I have a cluster of 5 miniservers (Raspberry Pi), each with a 8GB USB drive, just for experimenting with clustering and such.
They are connected to a switch via LAN and not to the internet for now
What i need is a way to have the same files on each server, and as the title says, the alternatives are:
. Replicating the same data over the 5 servers, having only ~8GB of space 5 times
. Have a "JBOD" over the network, so ~40GB total
Any suggestion for any of the above solutions is appreciated.
The files stored are in no way important, so no reliability/availability needed.
Have a great day.
You need to ask yourself the question of what kind of distributed computation you are planning to use. If you are looking at data-local computation as in the popular MapReduce frameworks you might want to install one of these frameworks. They are based on and coupled with distributed file systems. So basically you have a higher level file system which you can access through an API. Data you write to these file systems get split up across the cluster. In the MapReduce processing paradigm the map phase can make use of this data locality as it processes/loads data from local chunks only.
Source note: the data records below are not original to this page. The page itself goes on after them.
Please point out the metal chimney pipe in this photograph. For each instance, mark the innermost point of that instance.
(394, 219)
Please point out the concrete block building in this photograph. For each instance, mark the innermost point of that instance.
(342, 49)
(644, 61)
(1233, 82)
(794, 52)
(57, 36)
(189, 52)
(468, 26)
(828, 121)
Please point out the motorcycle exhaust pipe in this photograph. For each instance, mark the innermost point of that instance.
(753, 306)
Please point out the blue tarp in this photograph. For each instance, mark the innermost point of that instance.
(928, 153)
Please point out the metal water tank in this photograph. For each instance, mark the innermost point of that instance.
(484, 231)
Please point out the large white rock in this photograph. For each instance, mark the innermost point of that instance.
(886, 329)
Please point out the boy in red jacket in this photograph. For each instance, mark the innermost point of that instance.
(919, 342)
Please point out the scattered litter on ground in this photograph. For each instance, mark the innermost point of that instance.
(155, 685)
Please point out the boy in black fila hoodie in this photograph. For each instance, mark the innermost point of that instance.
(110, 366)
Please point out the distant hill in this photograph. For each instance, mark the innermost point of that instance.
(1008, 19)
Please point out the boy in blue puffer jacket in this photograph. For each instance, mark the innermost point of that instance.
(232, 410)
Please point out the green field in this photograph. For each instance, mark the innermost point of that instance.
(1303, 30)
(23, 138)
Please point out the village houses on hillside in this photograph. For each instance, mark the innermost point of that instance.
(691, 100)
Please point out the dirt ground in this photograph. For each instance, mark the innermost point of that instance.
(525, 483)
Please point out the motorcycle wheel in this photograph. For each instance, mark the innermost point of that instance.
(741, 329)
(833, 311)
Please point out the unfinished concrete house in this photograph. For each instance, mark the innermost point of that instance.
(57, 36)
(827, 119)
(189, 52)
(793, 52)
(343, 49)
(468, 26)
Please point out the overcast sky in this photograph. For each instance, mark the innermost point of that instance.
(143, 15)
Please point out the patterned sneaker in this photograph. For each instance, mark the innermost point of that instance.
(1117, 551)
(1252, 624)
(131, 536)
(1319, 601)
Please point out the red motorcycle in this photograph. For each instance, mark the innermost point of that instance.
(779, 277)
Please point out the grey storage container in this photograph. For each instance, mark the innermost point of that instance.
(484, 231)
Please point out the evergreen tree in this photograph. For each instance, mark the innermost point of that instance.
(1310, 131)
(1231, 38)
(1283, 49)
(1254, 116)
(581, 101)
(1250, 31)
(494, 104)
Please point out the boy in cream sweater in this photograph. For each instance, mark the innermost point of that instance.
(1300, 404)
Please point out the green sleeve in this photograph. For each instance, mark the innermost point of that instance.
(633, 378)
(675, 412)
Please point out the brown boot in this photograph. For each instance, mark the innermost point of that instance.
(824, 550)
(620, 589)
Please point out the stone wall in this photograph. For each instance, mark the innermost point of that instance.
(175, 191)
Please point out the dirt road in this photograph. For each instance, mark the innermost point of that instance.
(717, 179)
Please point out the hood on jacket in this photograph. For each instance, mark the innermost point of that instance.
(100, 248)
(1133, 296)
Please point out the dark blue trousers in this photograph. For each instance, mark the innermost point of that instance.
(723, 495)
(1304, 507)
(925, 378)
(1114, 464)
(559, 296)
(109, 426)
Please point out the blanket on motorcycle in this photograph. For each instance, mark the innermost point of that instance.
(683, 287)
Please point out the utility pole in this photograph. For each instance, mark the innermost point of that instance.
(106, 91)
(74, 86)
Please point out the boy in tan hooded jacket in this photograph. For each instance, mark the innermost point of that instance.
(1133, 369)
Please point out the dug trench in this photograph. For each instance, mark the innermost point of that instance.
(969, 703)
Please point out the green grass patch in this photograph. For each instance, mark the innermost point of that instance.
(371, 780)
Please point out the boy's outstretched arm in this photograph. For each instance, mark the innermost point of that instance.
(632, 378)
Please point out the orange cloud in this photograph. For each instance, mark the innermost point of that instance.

If you are more interested in the HPC/cluster approach you are probably going to look into MPI based systems. In these systems you operate a little more low level. What could work quite well in that case is, that you use a combination of NFS and OverlayFS to make the data available to all nodes. This would work like this, that each of your Pi's shares its USB via NFS. All the other Pi's mount all other Pi's file systems. So on Pi-0 you would end up with mounting to shares from Pi-1 through 4 etc. With OverlayFS you can then make the data from the individual shares show up in a single folder.
If any of your MPI workers need to read a file they could basically all read from a well defined path and data would be pulled in transparently through the network if necessary.
With NFS being around for many ages and the many performance improvements mad to it and it's generally little overhead this could even be a quite performant solution.
Keep us updated about this exciting project you are planning here!